Na esquina das quatro da tarde, onde o tempo faz silêncio, encontrei um papel amarelado, dobrado sete vezes, esquecido no bolso de um sobretudo que já não uso. Não havia remetente, não havia data, apenas palavras. Uma lista.
“Você se lembra?”, dizia o topo, como se fosse alguém me cutucando com ternura e urgência.
Lembrei.
Lembrei do menino que jogava pião no paralelepípedo enquanto esperava o pai chegar com pão quente. Lembrei da menina da sexta série que me emprestou uma caneta vermelha e depois partiu para sempre para outro estado... ou estado de espírito. Lembrei dos nomes que a gente nunca mais pronuncia, mas que o coração continua a soletrar em silêncio.
Baudelaire, se porventura tivesse caminhado por estas calçadas quebradas de minha cidade, talvez teria descrito as dores como flores mortas em jarros de vidro... belas, intensas, e fadadas ao pó.
A lista prosseguia:
— Do cheiro de mato quando chovia na infância.
— Da voz de uma avó que nunca mais sonhei.
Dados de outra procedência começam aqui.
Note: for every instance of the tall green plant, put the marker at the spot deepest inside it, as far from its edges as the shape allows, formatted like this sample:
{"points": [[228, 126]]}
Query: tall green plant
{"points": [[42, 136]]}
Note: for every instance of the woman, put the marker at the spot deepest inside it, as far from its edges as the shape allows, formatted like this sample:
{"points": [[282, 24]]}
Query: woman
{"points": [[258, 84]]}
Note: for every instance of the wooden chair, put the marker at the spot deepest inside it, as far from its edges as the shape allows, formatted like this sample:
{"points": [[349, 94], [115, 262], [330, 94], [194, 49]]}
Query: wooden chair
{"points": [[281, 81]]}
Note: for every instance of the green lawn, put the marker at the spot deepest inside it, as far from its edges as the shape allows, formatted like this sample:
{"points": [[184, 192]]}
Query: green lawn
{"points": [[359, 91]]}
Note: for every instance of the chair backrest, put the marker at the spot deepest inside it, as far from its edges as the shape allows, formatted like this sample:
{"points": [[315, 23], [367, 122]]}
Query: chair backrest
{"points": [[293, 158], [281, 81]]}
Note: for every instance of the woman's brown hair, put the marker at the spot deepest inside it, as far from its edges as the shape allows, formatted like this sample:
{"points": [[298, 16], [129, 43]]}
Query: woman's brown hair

— De um amigo que desapareceu em algum abismo que a gente finge que não viu.
— Dos versos que escrevi e não entreguei.
— Da coragem que tive antes de aprender o medo.
— Da dança com alguém que eu jurei não esquecer, mas que agora me escapa o nome.
Ah, as listas… Quem as escreve, procura ordenar o caos. Mas essa, em especial, parecia escrita pela própria cidade. Cada item, uma janela antiga. Cada linha, um banco de praça com nome de gente que já se foi. Uma igreja, um bar, uma esquina onde deixei pedaços do que fui.
A memória não é cronológica. É poética.
É um mosaico que nos assombra com luzes e sombras. Cada lembrança é como um pequeno vitral estilhaçado pelo tempo, fragmentos coloridos que brilham quando a luz certa os toca, mas que também podem cortar a pele se os apertamos com força demais. A memória, afinal, não é feita para ser domada. Ela surge com um cheiro, uma canção, um silêncio, e nos mergulha em mares que pensávamos ter secado.
E o que Montenegro canta é o que nos resta: listar. Listar é resistir à perda total. É dar nome às ausências como quem reacende velas para fantasmas queridos. Escrever nomes, fatos, gestos, vozes. É como se tentássemos costurar o tecido puído da nossa existência com linha fina e paciência de avó. Não para restaurar o passado, mas para não deixá-lo se apagar sem luta.
Porque um dia, e esse dia sempre chega, ao fim da tarde, quando o mundo parecer estranho demais, quando as coisas tiverem mudado a tal ponto que até o nosso próprio reflexo parecer um desconhecido, tudo o que desejaremos será nos sentar, cruzar as pernas, suspirar e lembrar. Lembrar para reconhecer a si mesmo. Lembrar para ainda pertencer. Lembrar, sobretudo, para não permitir que o esquecimento nos roube a beleza do que, um dia, nos fez ser.
Não para chorar, embora isso aconteça.
Mas para manter vivos os fantasmas que, apesar de ausentes, ainda nos dão sentido.
No fim da lista, em letra quase apagada, havia uma frase:
“Lembre-se de quem você era, para não se perder de quem você é.”
Dobrei o papel. Guardei de novo no bolso. E segui.
Com a alma mais leve, mas o coração… deliciosamente carregado.